至此，我們已經分析完成 horovod 的入口，下面會分析具體如何啟動 Job。

0x03 執行訓練 Job

3.1 _launch_job

_launch_job 會根據配置或者安裝情況來進行具體呼叫。我們看到有三種可能：gloo, mpi, js。

jsrun的資料很難找，所以我們重點看看 gloo, mpi 這兩種。

def _launch_job(args, settings, nics, command):
    env = os.environ.copy()
    config_parser.set_env_from_args(env, args)

    def gloo_run_fn():
        driver_ip = network.get_driver_ip(nics)
        gloo_run(settings, nics, env, driver_ip, command)

    def mpi_run_fn():
        mpi_run(settings, nics, env, command)

    def js_run_fn():
        js_run(settings, nics, env, command)

    run_controller(args.use_gloo, gloo_run_fn,
                   args.use_mpi, mpi_run_fn,
                   args.use_jsrun, js_run_fn,
                   args.verbose)

3.2 run_controller

run_controller 依然是一箇中介函式，具體匯入 gloo 或者 mpi。

def run_controller(use_gloo, gloo_run, use_mpi, mpi_run, use_jsrun, js_run, verbosity):
    if use_gloo:
        gloo_run()
    elif use_mpi:
        mpi_run()
    elif use_jsrun:
        js_run()
    else:
        if mpi_built(verbose=verbose):
            if lsf.LSFUtils.using_lsf() and is_jsrun_installed():
                js_run()
            else:
                mpi_run()
        elif gloo_built(verbose=verbose):
            gloo_run()

目前邏輯如下：

              +-----------+
              |horovodrun |
              +-----+-----+
                    |
                    |
                    v
           +--------+--------+
           | run_commandline |
           +----+------+-----+
                |      |
      +---------+      +--------+
      |                         |
      |                         |
      v                         v
+-----+--------+           +----+--------+
| _run_elastic |           | _run_static |
|              |           |             |
+--------------+           +------+------+
                                  |
                                  |
                                  v
                           +------+------+
                           | _launch_job |
                           |             |
                           +------+------+
                                  |
                                  |
                                  v
                        +---------+--------+
                        |  run_controller  |
                        |                  |
                        +----+----+-----+--+
                             |    |     |
               +-------------+    |     +--------+
               |                  |              |
               |                  |              |
               v                  v              v
        +------+---+       +------+----+     +---+-----+
        | gloo_run |       |   mpi_run |     | js_run  |
        |          |       |           |     |         |
        +----------+       +-----------+     +---------+

於是我們下面就分為兩個分支介紹：gloo & mpi。

0x04 Gloo 實現

4.1 Gloo 簡介

Gloo 是 facebook出品的一個類似MPI的集合通訊庫（https://github.com/facebookincubator/gloo）。
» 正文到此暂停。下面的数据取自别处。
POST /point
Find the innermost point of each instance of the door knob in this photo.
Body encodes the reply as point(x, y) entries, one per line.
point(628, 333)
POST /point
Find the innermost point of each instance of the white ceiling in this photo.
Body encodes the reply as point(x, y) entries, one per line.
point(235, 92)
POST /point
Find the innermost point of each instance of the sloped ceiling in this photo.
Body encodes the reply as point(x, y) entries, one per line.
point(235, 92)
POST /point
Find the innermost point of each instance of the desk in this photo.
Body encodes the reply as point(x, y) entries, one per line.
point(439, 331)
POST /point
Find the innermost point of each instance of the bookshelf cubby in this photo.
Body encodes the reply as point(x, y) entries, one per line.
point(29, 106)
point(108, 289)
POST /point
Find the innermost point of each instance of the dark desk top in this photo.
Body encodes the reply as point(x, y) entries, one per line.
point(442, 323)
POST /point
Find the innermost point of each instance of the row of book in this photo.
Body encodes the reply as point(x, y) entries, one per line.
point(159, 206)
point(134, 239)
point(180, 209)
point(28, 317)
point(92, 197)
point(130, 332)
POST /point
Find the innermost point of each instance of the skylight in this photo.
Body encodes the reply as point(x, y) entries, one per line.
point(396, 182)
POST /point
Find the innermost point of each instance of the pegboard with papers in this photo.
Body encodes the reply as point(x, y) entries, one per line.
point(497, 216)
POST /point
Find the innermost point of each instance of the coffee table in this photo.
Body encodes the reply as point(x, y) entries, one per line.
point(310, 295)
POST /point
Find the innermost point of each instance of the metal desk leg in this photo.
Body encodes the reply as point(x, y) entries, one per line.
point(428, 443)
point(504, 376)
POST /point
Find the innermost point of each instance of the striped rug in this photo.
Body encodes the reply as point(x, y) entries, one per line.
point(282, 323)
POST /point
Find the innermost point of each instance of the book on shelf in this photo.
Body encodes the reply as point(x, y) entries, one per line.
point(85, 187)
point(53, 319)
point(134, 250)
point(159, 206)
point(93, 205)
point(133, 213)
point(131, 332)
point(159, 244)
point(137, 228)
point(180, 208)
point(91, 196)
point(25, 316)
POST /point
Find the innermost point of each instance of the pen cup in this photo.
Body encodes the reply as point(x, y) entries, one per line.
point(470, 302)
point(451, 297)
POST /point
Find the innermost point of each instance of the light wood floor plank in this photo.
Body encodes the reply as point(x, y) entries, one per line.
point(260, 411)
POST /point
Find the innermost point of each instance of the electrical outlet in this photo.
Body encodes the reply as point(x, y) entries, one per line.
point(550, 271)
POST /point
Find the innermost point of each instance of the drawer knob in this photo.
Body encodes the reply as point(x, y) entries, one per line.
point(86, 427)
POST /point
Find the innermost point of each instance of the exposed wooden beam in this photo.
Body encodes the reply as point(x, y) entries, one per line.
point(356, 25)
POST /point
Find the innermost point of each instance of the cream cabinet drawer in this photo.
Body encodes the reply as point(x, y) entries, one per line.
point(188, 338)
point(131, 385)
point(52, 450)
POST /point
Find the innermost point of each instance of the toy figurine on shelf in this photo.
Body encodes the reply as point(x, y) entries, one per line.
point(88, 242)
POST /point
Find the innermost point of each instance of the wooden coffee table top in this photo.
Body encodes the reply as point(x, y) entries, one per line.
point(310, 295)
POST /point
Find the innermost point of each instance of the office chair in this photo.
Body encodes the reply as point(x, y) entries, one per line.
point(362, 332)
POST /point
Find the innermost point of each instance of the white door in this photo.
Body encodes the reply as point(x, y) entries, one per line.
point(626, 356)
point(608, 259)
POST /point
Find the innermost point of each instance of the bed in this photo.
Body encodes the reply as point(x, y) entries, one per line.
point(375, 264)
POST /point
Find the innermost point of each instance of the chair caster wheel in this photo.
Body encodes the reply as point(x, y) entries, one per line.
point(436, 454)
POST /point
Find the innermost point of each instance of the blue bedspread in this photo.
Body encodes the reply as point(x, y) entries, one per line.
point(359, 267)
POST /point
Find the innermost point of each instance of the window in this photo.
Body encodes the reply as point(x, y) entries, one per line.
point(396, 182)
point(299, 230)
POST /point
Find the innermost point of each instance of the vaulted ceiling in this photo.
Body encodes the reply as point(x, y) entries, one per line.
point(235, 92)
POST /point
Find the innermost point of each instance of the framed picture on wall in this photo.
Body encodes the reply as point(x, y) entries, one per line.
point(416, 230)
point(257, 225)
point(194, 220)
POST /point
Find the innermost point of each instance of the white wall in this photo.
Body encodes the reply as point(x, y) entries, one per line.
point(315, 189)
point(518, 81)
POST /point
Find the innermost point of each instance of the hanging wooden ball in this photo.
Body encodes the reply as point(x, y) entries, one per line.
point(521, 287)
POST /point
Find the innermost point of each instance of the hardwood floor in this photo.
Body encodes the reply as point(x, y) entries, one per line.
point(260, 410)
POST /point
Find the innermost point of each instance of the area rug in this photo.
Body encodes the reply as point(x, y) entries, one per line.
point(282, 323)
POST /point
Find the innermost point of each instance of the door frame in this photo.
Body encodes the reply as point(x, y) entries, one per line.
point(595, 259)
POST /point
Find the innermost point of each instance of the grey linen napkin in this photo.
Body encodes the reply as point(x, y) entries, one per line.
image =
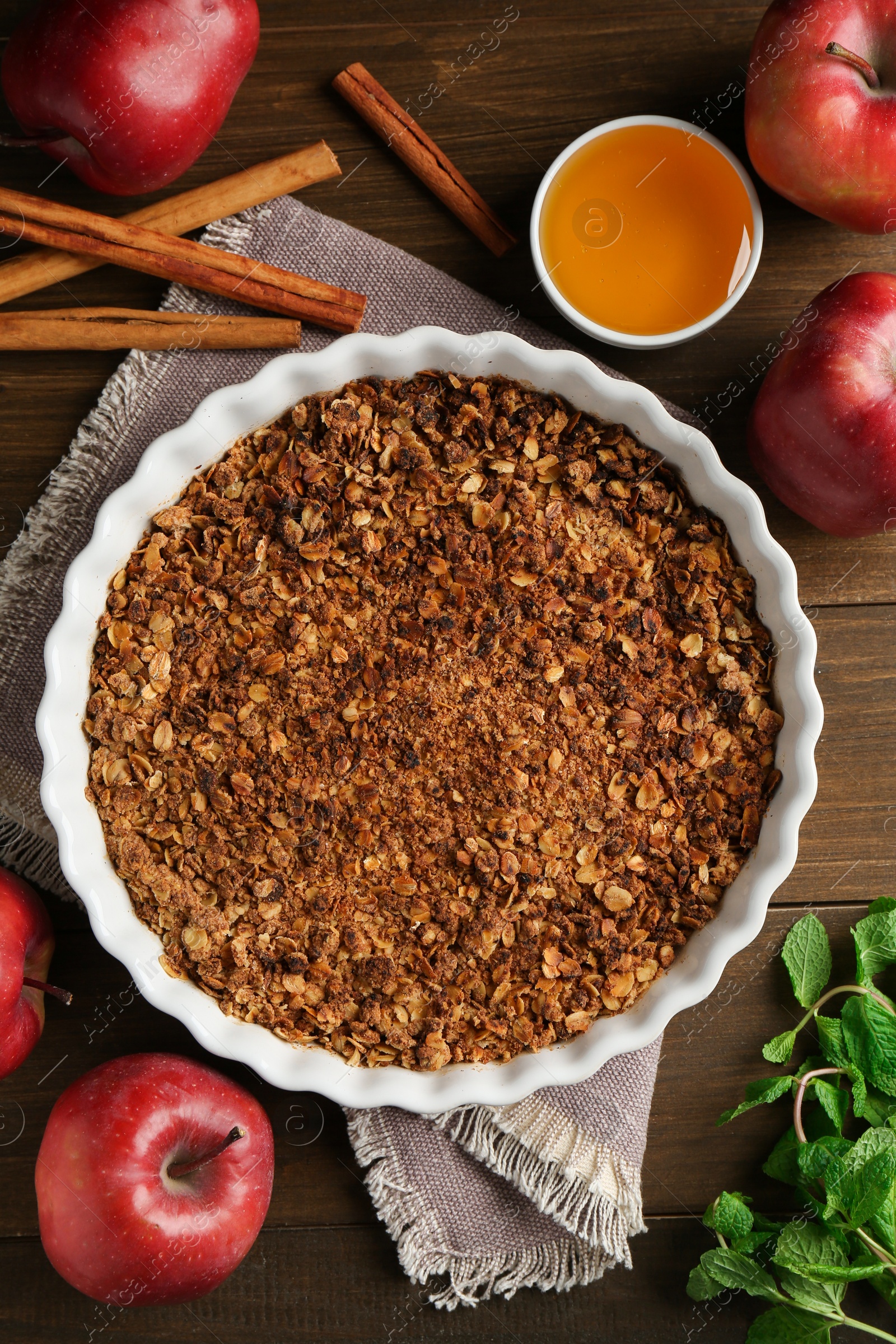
point(480, 1201)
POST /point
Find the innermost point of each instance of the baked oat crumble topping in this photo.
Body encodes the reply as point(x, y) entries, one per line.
point(430, 722)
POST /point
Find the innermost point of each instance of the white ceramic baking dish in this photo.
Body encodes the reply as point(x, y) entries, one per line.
point(163, 472)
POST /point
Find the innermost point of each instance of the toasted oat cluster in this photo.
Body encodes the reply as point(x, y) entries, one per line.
point(428, 724)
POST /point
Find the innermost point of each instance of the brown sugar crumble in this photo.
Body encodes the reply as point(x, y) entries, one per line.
point(430, 722)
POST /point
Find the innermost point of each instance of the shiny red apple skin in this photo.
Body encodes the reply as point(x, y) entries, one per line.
point(140, 88)
point(26, 948)
point(112, 1224)
point(823, 429)
point(816, 131)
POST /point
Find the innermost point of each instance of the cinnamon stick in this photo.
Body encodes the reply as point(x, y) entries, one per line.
point(193, 264)
point(132, 328)
point(180, 214)
point(422, 155)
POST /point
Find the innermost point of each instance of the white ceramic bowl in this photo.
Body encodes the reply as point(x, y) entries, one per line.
point(163, 472)
point(627, 339)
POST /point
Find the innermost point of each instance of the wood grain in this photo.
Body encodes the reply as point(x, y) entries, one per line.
point(324, 1269)
point(708, 1054)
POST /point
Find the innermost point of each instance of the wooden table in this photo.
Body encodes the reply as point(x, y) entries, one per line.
point(323, 1268)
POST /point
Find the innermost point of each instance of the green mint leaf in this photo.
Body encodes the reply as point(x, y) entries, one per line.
point(702, 1287)
point(879, 1109)
point(834, 1101)
point(731, 1269)
point(870, 1032)
point(860, 1183)
point(830, 1038)
point(753, 1241)
point(875, 945)
point(758, 1093)
point(732, 1217)
point(806, 1292)
point(808, 1250)
point(806, 955)
point(813, 1159)
point(780, 1050)
point(868, 1146)
point(886, 1285)
point(860, 1094)
point(872, 1183)
point(789, 1326)
point(783, 1161)
point(843, 1273)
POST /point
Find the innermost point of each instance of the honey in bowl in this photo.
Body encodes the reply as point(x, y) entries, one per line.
point(647, 229)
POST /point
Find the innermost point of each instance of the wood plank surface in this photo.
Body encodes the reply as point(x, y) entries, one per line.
point(708, 1054)
point(324, 1269)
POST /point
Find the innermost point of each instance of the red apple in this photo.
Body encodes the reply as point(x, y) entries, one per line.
point(823, 431)
point(136, 89)
point(123, 1215)
point(26, 948)
point(821, 108)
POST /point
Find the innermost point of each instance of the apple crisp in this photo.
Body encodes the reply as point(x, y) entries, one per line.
point(430, 722)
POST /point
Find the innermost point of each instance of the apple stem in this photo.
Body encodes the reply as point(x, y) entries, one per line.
point(834, 49)
point(63, 995)
point(179, 1170)
point(38, 138)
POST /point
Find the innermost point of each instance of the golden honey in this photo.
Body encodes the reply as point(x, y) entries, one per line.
point(647, 229)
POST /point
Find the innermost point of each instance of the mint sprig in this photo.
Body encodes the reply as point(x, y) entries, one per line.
point(840, 1152)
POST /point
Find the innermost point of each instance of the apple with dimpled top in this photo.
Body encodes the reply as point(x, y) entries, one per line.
point(128, 93)
point(26, 948)
point(153, 1179)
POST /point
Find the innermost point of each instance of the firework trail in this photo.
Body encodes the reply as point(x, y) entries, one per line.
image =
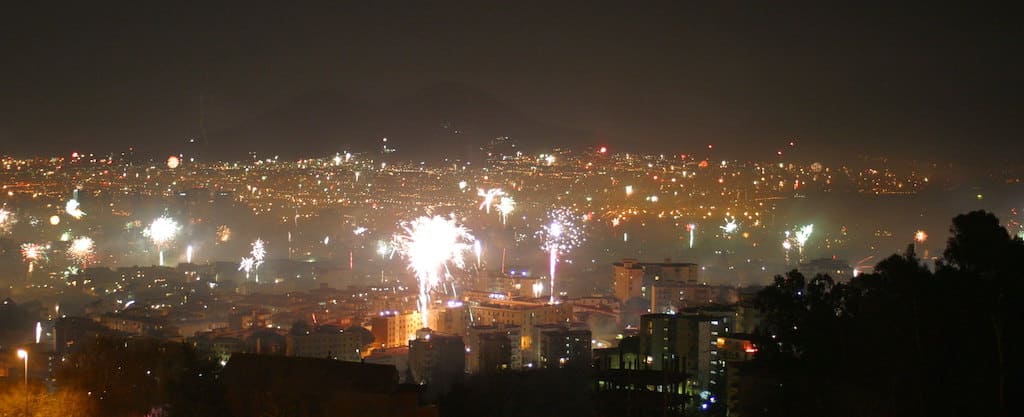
point(488, 198)
point(430, 245)
point(505, 207)
point(162, 232)
point(32, 253)
point(560, 236)
point(82, 249)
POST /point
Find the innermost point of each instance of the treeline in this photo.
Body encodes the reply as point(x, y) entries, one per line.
point(904, 340)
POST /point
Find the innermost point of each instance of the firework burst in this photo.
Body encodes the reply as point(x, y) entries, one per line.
point(561, 235)
point(6, 220)
point(223, 234)
point(32, 253)
point(505, 207)
point(257, 253)
point(488, 198)
point(82, 249)
point(74, 209)
point(247, 265)
point(162, 232)
point(430, 245)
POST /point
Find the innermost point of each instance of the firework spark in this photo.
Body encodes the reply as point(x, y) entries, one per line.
point(162, 232)
point(560, 236)
point(730, 225)
point(223, 234)
point(258, 252)
point(82, 249)
point(477, 250)
point(430, 245)
point(32, 253)
point(802, 235)
point(6, 220)
point(74, 209)
point(247, 265)
point(488, 198)
point(505, 206)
集合通訊庫的主要特徵是：大體上會遵照 MPI 提供的介面規定，實現了包括點對點通訊（SEND,RECV等），集合通訊（ REDUCE，BROADCAST，ALLREDUCE等）等相關介面，然後根據自己硬體或者是系統的需要，在底層實現上進行了相應的改動，保證介面的穩定和效能。

Gloo 為CPU和GPU提供了集合通訊程式的優化實現。它特別適用於GPU，因為它可以執行通訊而無需使用GPUDirect 將資料傳輸到CPU的記憶體。它還能夠使用 NCCL 執行快速的節點內通訊，並實現其自己的節點間例程算。你不需要考慮記憶體資料的拷貝，只需要實現邏輯就可以。

Gloo 支援集體通訊（collective Communication），並對其進行了優化。由於 GPU 之間可以直接進行資料交換，而無需經過 CPU 和記憶體，因此，在 GPU 上使用 gloo後端速度更快。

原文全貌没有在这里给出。